Unfortunately, our on-demand culture leads us to expect that human relationships can be conducted like Amazon deliveries. They can’t. If our anger with people is an outworking of a spirit of entitlement, or an ego driven desire to be proved right, we need to think again.
A good dose of forgiveness, willingly offered, would sort out many of societies and the churches problems, but not all. This week marks the anniversary of Russia’s despicable invasion of Ukraine. Many thousands of soldiers and civilians have been killed, communities devastated, children traumatised, all in the name of a nationalist xenophobia that we find almost impossible to understand. Low grade grumpiness in this country should respond to an exhortation to forgive. But I wonder how our Ukrainian friends respond to Jesus words? How can you forgive the abuser who continues to abuse, or whose past actions have taken up space rent free in your head for years? How do you hear the invitation to forgive when your sons have been killed fighting on the front line, your homes and businesses destroyed, and you find yourself displaced in a foreign country, with limited command of the language? Revenge and the search for justice sounds a lot more appealing in those circumstances. Surely Jesus is asking too much of us?
If forgiveness implied a denial of the intensity of our feelings, a forced amnesia to events, the trivialising of the hurt or behaviour, or a surrendering of our search for justice, we might legitimately accuse Jesus of naivety. But Jesus had to work out the command to forgive in his own experience. Some of his last words from the cross were to pray for forgiveness for those who had done it to him. The Christians in Rome had to work it out in the context of their nearest and dearest being fed to the lions for public entertainment. Paul’s insight to the Roman church was that justice can never be avoided. Those who were treating them so appallingly would not escape judgement in the next world unless, like them, they received the gift of forgiveness through coming to Christ. The final healing of the pain may also need to await eternity. This eternal perspective promises a dealing with the fears that prevent the release of forgiveness. If all of this was loaded into this life alone, it simply couldn’t bear the weight of it. Perhaps the most challenging of all is the New Testament’s reluctance to set up strict hierarchies of sin. For us, invading a sovereign nation, war crimes and brutality are rather worse than an absent-minded sleight to a friend. The Bible seems to focus more on the root alienation from God that underlies both. Christ’s death on the cross indicates, both that all have sinned and fall short of the glory of God, and that all of us need forgiveness.

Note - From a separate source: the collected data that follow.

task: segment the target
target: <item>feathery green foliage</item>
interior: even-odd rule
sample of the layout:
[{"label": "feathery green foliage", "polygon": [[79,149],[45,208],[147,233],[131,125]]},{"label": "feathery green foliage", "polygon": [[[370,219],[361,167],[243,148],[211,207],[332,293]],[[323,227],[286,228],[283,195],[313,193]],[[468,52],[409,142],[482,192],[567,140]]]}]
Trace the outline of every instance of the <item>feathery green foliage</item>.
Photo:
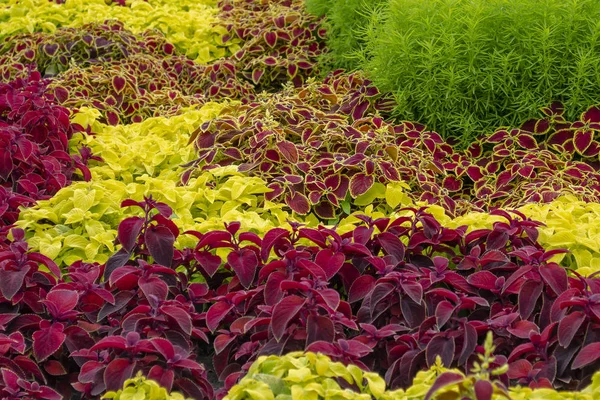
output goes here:
[{"label": "feathery green foliage", "polygon": [[350,64],[396,94],[395,115],[445,137],[469,143],[554,100],[567,118],[600,102],[599,1],[388,0],[359,27],[362,14],[348,11],[359,0],[329,3],[336,66],[348,65],[346,45],[362,43]]},{"label": "feathery green foliage", "polygon": [[378,9],[387,0],[306,0],[308,12],[324,16],[329,52],[322,56],[326,68],[348,71],[361,67],[364,60],[365,34],[373,21],[378,21]]}]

Mr Putin and his cronies will have to answer to God one day for all they have done, but so will I. We both need Christ’s forgiveness, albeit to a different degree (I hope). The forgiveness we receive through Jesus Christ cleans our souls for the receipt of the Holy Spirit, who alone can empower the sort of miraculous refusal to retaliate that eventually allows evil to burn itself out. It is in the forgiveness of our own sins that power is released to forgive others. As with Jesus, Christian forgiveness is that act of the will that decides to continue to treat those who have wronged us as if they hadn’t. It doesn’t mean Ukrainians should stop defending themselves, or Mr Putin is somehow let off the hook if there is a possibility to serve him justice. But ultimately bitterness ends up destroying the one who harbours it rather than punishing the perpetrator. Jesus is not perhaps so naive after all.